Yaklaşık 6 aydır faaliyet gösteren ‘Kadınlar Camilerde’ hareketi, İngiliz BBC’ye konu oldu. Harekete dahil olan kadınlardan birkaçıyla röportaj yapan BBC, kadınların camilerde yaşadığı sorunlar bahanesiyle dinde reform algısı oluşturmaya çalışıyor.

Kadınların camilerdeki abdesthane yetersizliği gibi son derece mantıklı bir sorundan BBC'nin tahrikiyle kadınların erkeklerle yan yana namaz kılma talebine dönüşen hareket, cami cemaatinden de tepki çekti... 

ERKEKLERLE AYNI SAFA DURMAK İSTİYOR

Kadınlar Camilerde hareketine destek veren Eslem isimli üniversite öğrencisi, kadınların erkeklerle aynı safta namaza duramamasına dert yandı. BBC’ye konuşan kadın, “Biraz önce burada yaşadıklarımızda da insanlar direkt olarak hani kadını her zaman arka safa atma meselesi var.
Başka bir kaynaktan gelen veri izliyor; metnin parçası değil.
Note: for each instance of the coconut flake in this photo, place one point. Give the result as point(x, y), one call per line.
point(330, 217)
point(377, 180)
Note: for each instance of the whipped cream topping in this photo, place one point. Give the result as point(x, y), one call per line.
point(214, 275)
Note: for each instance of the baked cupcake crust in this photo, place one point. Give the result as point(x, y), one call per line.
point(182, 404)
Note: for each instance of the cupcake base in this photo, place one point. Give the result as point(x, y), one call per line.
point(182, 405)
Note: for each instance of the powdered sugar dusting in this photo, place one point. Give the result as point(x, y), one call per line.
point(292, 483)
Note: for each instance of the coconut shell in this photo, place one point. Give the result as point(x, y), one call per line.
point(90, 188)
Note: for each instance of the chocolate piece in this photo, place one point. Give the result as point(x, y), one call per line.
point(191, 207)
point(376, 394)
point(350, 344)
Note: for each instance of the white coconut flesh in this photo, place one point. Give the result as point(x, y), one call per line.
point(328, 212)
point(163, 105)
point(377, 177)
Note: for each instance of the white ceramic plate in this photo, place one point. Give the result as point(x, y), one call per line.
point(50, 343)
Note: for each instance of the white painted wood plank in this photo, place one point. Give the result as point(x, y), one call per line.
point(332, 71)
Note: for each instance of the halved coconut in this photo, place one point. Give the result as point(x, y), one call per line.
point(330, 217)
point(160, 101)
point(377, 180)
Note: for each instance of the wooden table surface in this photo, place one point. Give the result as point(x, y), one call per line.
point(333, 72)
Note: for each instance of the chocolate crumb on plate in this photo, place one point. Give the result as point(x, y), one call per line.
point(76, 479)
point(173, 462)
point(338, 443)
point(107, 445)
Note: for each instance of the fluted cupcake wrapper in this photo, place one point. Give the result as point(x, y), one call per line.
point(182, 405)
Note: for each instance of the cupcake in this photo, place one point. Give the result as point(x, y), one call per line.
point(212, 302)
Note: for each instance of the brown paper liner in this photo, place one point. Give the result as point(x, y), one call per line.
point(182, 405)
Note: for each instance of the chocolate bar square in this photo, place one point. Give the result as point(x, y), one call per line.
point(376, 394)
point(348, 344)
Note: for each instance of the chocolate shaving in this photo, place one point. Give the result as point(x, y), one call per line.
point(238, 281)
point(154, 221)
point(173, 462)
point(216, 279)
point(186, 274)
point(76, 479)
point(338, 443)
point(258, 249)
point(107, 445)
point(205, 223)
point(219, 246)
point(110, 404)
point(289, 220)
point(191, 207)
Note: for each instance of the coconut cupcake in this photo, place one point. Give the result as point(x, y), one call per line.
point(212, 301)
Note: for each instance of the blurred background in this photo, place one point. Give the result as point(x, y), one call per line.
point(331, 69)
Yani kadının yeri sadece camide değil yani genel olarak bir sıkıntı var. Fakat camide bu çok yavaş gelişen bir süreç. Tamam biz şimdi beraber çalışabiliyoruz, beraber okuyabiliyoruz fakat camiye geldiğimizde direkt arka safta kalıyoruz'” dedi.

CEMAATTE GİBİ HİSSETMİYORMUŞ

BBC’nin acındırdığı kadınlardan bir diğeri, arka safta durduğu zaman cemaat ruhunu yaşamadığını iddia etti.

MAĞDURİYETİN GİDERİLMESİNE EVET, BBC’YE HAYIR

Yeni Şafak yazarı İsmail Kılıçarslan, kadınların camilerde yaşadığı sorunların giderilmesi için yürütülen harekete destek verdiğini, ama durumun dinde reform çağrışımı yaptığını söyledi. Kılıçarslan konu hakkında şunları yazdı:

(…) Namaz kılan kadınların camilerin adil kullanımı meselesinde inisiyatif kullanıp söz almalarını, bununla ilgili toplantılar düzenlemelerini sonuna kadar destekliyorum.

Desteklemediğim ne peki? BBC’yi desteklemiyorum. Niçin? Çünkü kadınların camilerdeki ibadet haklarının adil şekilde iyileştirilmesi isteğinden “dinde reform talebi” haberi çıkartabilmek sadece bu İngiliz kafasına yakışır da ondan.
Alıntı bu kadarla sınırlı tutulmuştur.